Сколь силен, сколь царствен человек во всех науках, включая использование каждого пальчика, каждой нотки, каждой частички звукового оттенка, каждого оттенка цвета, каждого поползновения мысли. Как мощен и силен его гений, заглянувший в каждую прядку, в каждую щелочку возможности испробовать дары, ему данные Свыше.
И лишь одной науки он не сумел освоить, одна не удалась ему фатально: наука практической этики: в искусстве наладить связь со своим Творцом он не продвинулся ни на шаг. Почему? Почему эпизод с Иисусом из Назарета соскользнул в грандиозный и помпезный спектакль? Почему человек уже давно движется по артистической и научной стезе?.. Потому что шарик духа сдулся. Была эра духа, настала пора артистизма. Человек умрет на сцене. И сами похороны окажутся спектаклем.
Особенность (грех?) искусства в том, что самое глубокое и тонкое чувство оно изображает, переводя его из бытия в наблюдаемое, и на выходе мы имеем наслаждение качеством изображения, чувство же было умерщвлено, принесенное в жертву. Особенно это бросается в глаза в т.н. религиозном искусстве, где настоящее молитвенное переживание подменяется чувственным наслаждением от вибраций голосов и оркестра по поводу того или иного сюжета, уже заранее изъятого из религиозного контекста (религиозный контекст есть контекст души, когда она абсолютно одинока).
Вот почему самые насыщенные искусством эпохи (Флоренция и т.п.) были как бы изъяты из переживаний бытийности, т.н. "религиозные эмоции" приходили к людям в качестве уже изображенных (красками, звуками, голосами, архитектурой и т.д.) Искусство выступает (особенно там где оно тотально) симулякром, фантиком, хотя одновременно и очень сильным наркотиком. Эпохи настолько привыкли к нему, что сама по себе жизнь в религиозном измерении (а переход сознания субъекта из "жизни" в "бытие" уже есть прыжок в то мистическое энергополе, где как раз и возможна связь твари с Творцом), сама по себе жизнь в религиозном измерении, когда частный человек остается один на один со своей душой и атманом, должна казаться им (эпохам) и ему (человеку) почти невыносимо пресной, бесцветной, не влекущей, не "эротичной". Человек наркотизирован, поэтому у него нет доступа к реальности переживания "таковости" без всех детских раскрасок и подпевок.
Разумеется, ничего сделать нельзя. Спектакль должен завершиться. А после отдания Земли под пар и перепашку, дух будет снова вдунут в Шарик.

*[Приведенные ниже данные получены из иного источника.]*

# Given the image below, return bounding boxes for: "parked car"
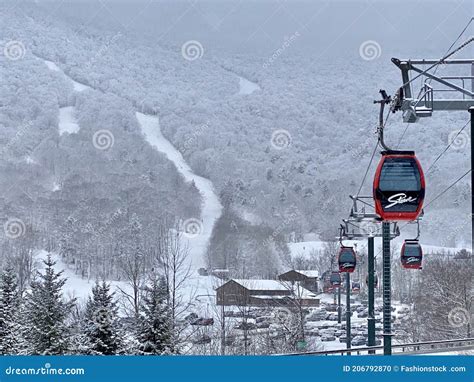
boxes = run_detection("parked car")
[334,330,345,337]
[352,336,366,346]
[307,310,327,322]
[358,310,368,318]
[305,328,320,337]
[256,321,271,329]
[320,328,336,336]
[326,304,338,312]
[321,335,336,342]
[191,317,214,326]
[235,322,257,331]
[256,316,272,324]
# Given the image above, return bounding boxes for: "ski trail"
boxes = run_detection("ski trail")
[41,55,224,268]
[238,76,260,95]
[35,250,131,307]
[58,106,80,135]
[42,58,91,92]
[136,112,223,268]
[41,57,91,137]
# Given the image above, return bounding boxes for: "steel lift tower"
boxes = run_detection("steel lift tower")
[391,56,474,252]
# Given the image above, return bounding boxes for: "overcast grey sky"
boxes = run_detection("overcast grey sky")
[31,0,473,58]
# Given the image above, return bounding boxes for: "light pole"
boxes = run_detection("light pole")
[367,236,376,353]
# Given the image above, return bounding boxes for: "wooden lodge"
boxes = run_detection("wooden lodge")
[215,279,320,308]
[278,270,319,293]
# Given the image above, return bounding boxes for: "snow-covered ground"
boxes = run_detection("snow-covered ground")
[38,55,224,314]
[41,57,90,137]
[238,76,260,95]
[58,106,80,135]
[35,250,129,303]
[42,58,90,92]
[136,112,223,269]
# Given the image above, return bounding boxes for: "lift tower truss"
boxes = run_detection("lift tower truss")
[392,57,474,123]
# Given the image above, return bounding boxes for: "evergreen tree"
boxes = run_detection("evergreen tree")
[137,276,172,355]
[0,267,20,354]
[23,255,74,355]
[83,281,121,355]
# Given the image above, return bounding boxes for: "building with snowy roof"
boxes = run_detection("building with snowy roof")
[215,279,320,307]
[278,270,319,293]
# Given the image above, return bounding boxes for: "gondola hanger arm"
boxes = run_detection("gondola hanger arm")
[374,89,393,151]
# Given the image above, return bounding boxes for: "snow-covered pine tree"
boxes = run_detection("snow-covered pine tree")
[83,281,121,355]
[23,254,75,355]
[137,276,172,355]
[0,267,20,354]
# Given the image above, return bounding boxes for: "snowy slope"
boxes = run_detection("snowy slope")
[58,106,80,135]
[41,57,91,137]
[238,76,260,95]
[136,112,223,268]
[35,250,129,303]
[42,58,91,92]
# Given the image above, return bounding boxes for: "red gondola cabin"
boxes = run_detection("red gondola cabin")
[401,240,423,269]
[373,151,425,221]
[338,246,356,273]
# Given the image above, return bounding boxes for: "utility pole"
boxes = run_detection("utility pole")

Вот почему по-детски смешны и наивны ламентации по поводу тех, кто вдруг оставил художества: мол, ушла их сила. Толстой в годы, когда оставил художественную стезю, был силен яко тур во всех смыслах, но он опомнился и решился вернуться к реальному переживанию внутреннего своего пути как пути бытийно-религиозного, а не шутовского. (Шут тоже профессия).
Мне возразят: но разве не мог (не может) истинно религиозное существо быть по профессии художником? Скажем, Фра Анжелико. Ван Гог. Рильке. Кафка. Или Бах. Ну отчего же. "Землю попашет, попишет стихи". Но главное – пахота, т.е. реальная молитва, а не эстетическая. Бах, надо полагать, молился своими кантатами и мессами. Однако когда мы их слушаем, то не молимся, а слушаем красоту звучания. Истинно молящемуся существу не нужны помочи и костыли, тем более подслащенные или с эротическими щекотаниями.
Наркотик искусства надо испробовать, чтобы не разложиться под наркотой, а вернуться к "наивному" вкусу вещей, каковы они есть "сами по себе", т. е. от Творца. Бог наивен. Это, возможно, его главный модус.